On returning to Britain from the Antarctic in 1946, Marshall remained for a while at Hull, but soon abandoned plankton work for his real love, fish, by joining the British Museum (Natural History) in Cromwell Road, London. Here he stayed for 15 years, writing numerous papers and some influential books on marine fishes, based on the museum collections and on his wide cruise experience, among them Aspects of Deep Sea Biology (1954), The Life of Fishes (1965) and Explorations in the Life of Fishes (1970). These were beautifully illustrated by his wife Olga, whose paintings of the bizarre silvery hatchet fishes were strikingly life-like.

His writings and the influence he had on the numerous workers he attracted to the BM (NH), as it was then known, gave him an unusually respected position in marine biology, recognised in 1971 by the award of the Rosenstiel Gold Medal for distinguished services to oceanography.

Marshall's work on marine fishes, especially upon those of the deep sea, was far from the typical work of a museum taxonomist. He was interested in fishes as functional entities, not as counters in cladistic schemes (he poked gentle fun at cladists, the exponents of a particular system of relating animals), so he looked, for example, at the relationships of the swimbladder organ in fish with the depths at which the fish would live, or the simplicity of structure of the most abundant and widespread fishes of all, the different Cycothone species. In his monograph on the rat tails or macrourid fishes, there is much functional anatomy as well as sound taxonomy.

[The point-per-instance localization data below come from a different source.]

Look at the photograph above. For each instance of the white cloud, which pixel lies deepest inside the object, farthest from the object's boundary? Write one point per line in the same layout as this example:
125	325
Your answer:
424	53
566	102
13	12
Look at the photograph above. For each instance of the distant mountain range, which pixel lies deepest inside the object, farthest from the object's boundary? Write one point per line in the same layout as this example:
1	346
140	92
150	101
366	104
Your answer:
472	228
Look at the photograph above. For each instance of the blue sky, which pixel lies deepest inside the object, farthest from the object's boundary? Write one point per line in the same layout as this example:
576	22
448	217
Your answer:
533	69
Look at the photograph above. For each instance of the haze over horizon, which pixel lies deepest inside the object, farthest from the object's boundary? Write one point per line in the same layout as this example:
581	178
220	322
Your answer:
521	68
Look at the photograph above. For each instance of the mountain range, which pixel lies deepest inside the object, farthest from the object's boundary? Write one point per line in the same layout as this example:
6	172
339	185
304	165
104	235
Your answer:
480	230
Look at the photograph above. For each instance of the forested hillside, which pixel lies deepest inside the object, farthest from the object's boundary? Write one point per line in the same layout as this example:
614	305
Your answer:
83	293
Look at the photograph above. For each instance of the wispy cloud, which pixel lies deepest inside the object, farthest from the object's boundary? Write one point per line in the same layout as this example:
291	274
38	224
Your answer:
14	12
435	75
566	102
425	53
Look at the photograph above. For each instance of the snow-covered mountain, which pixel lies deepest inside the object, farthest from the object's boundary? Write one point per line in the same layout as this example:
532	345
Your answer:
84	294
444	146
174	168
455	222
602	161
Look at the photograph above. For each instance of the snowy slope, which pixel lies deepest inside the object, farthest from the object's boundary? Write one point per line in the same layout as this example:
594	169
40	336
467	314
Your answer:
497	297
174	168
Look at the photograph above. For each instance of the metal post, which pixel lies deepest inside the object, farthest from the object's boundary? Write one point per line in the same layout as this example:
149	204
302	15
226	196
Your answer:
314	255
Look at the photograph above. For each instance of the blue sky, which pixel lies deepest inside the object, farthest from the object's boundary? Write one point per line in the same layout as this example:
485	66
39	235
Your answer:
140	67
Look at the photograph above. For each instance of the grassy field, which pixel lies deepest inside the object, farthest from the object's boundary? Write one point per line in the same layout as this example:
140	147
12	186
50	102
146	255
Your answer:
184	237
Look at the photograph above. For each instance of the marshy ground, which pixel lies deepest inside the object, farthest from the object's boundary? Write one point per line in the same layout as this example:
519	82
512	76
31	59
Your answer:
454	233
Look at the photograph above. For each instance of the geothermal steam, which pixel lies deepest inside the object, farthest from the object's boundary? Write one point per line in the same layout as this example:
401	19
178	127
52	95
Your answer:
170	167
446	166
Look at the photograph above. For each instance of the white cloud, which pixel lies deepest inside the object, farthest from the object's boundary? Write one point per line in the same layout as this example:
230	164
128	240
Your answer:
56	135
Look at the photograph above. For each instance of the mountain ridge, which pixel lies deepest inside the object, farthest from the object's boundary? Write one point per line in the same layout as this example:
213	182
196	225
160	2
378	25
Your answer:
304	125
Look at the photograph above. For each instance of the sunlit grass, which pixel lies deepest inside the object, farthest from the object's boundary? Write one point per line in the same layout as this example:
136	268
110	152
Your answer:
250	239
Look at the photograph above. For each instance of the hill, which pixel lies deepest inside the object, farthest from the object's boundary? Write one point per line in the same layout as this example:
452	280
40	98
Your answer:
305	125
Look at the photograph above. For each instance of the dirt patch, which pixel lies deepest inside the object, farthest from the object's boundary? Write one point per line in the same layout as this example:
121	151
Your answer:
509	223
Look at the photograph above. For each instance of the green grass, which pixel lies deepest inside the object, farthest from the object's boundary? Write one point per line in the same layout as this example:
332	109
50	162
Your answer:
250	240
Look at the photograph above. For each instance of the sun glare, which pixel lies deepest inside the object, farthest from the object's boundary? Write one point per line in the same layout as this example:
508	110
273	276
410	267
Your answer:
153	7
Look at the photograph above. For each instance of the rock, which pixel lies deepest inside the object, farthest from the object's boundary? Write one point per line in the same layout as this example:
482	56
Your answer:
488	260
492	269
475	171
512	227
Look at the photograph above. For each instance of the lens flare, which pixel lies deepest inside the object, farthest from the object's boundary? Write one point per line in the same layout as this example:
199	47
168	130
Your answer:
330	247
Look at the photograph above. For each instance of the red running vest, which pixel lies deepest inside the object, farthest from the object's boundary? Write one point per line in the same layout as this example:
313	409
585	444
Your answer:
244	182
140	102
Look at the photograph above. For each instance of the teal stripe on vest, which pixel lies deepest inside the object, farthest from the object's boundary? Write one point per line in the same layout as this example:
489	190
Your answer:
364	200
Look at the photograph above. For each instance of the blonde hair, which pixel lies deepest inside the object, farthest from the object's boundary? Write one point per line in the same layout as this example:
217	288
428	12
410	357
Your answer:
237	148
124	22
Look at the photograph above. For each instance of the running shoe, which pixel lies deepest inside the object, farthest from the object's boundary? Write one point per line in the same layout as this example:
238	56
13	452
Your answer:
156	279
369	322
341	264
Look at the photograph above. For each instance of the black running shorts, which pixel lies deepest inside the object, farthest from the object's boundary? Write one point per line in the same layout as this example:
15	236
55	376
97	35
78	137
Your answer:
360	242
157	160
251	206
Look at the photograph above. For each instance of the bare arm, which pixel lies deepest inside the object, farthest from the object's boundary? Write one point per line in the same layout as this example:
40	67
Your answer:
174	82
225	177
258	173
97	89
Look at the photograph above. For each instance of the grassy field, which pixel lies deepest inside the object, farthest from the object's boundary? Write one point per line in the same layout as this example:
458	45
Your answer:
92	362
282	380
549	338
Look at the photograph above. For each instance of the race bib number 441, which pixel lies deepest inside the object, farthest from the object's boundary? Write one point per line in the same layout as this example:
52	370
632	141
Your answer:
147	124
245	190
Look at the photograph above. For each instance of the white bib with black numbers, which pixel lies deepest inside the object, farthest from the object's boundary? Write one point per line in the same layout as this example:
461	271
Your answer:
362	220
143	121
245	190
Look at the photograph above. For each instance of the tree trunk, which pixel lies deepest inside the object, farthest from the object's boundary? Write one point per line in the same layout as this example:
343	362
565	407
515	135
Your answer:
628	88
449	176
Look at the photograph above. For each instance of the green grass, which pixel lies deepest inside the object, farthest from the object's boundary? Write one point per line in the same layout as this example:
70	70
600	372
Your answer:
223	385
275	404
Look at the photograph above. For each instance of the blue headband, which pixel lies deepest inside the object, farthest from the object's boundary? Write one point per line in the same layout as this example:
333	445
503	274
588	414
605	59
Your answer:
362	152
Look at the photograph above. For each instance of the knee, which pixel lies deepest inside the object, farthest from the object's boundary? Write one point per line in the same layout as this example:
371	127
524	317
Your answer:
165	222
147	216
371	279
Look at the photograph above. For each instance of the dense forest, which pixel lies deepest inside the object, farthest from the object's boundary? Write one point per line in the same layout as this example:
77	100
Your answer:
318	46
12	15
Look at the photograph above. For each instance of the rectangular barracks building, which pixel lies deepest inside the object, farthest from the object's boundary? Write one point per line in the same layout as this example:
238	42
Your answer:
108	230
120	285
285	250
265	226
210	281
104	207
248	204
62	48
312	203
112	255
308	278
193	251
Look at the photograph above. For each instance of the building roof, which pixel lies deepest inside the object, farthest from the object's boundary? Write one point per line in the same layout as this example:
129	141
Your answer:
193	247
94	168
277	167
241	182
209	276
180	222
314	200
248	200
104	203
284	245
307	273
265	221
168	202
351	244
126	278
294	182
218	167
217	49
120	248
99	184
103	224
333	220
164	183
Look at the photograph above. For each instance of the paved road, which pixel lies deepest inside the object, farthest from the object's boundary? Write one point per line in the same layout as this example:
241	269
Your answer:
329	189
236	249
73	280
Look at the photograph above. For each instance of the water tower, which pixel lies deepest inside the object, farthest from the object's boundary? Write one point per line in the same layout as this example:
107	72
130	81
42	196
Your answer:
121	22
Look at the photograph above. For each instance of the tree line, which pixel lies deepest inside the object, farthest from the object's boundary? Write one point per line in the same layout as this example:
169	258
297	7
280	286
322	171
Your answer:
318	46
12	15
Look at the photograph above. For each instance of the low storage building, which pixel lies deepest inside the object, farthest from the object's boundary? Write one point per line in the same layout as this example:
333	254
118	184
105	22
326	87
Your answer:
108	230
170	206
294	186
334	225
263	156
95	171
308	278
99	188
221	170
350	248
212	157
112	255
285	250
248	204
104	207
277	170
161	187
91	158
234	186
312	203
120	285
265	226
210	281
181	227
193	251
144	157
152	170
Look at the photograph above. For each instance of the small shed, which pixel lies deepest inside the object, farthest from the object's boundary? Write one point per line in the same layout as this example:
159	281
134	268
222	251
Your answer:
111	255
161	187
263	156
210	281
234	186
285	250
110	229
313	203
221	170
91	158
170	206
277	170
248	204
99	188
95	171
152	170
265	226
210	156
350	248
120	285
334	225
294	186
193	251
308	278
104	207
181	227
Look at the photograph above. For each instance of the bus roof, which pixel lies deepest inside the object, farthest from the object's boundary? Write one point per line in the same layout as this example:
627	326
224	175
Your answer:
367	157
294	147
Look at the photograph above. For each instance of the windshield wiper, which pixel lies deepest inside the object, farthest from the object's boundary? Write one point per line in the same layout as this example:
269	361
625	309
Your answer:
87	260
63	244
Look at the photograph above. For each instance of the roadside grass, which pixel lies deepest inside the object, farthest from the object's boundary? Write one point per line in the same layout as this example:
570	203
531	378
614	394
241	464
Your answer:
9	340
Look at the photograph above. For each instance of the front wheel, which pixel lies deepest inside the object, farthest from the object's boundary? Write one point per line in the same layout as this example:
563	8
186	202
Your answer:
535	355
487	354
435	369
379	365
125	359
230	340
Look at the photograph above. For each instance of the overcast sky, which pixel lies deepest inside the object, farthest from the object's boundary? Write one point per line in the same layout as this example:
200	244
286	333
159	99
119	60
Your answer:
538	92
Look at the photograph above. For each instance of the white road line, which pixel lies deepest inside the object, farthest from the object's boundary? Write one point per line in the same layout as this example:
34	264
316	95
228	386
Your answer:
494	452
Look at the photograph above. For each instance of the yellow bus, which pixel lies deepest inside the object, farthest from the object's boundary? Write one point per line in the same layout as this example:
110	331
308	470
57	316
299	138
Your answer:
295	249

In 1972, Marshall was tempted away from his position at the museum, to take the Chair of Zoology at Queen Mary College, London University, where he remained until he retired in 1977. Retirement in Saffron Walden was busy, not only with further books, on fish biology, and on simplicity in biology, but also with golf, music, and entertaining numerous visitors. I collaborated with him on one of these books, and it was always a great pleasure to receive his letters commenting wryly and acutely on new work on fishes.

Freddy Marshall was in person of middle height, with a somewhat cherubic appearance, rather quiet for most of the time, with twinkling eyes and a smile always about to broaden on his face. On first acquaintance, his interests outside marine biology were far from obvious, and he never paraded his exceptionally wide reading in literature and philosophy. He was fortunate in having received what a scientist perhaps prizes most: the respect and admiration of his colleagues in his field. More than this, he gained the affection of all who knew him. Mention of his name amongst biologists anywhere in the world was sure to raise a reminiscent smile.

Quentin Bone

Norman Bertram Marshall, marine biologist: born Little Shelford, Cambridgeshire 5 February 1915; plankton biologist, Department of Oceanography, University College Hull 1937-41; Assistant Keeper (2nd class), Marine Fishes, British Museum (National History) 1947, Senior Scientific Officer 1947-54, Principal Scientific Officer 1954-62, Senior Principal Scientific Officer 1962-72; FRS 1970; Professor of Zoology and Comparative Physiology, Queen Mary College, London University 1972-77 (Emeritus); married 1944 Olga Stonehouse (one son, three daughters); died Great Chesterford, Essex 13 February 1996.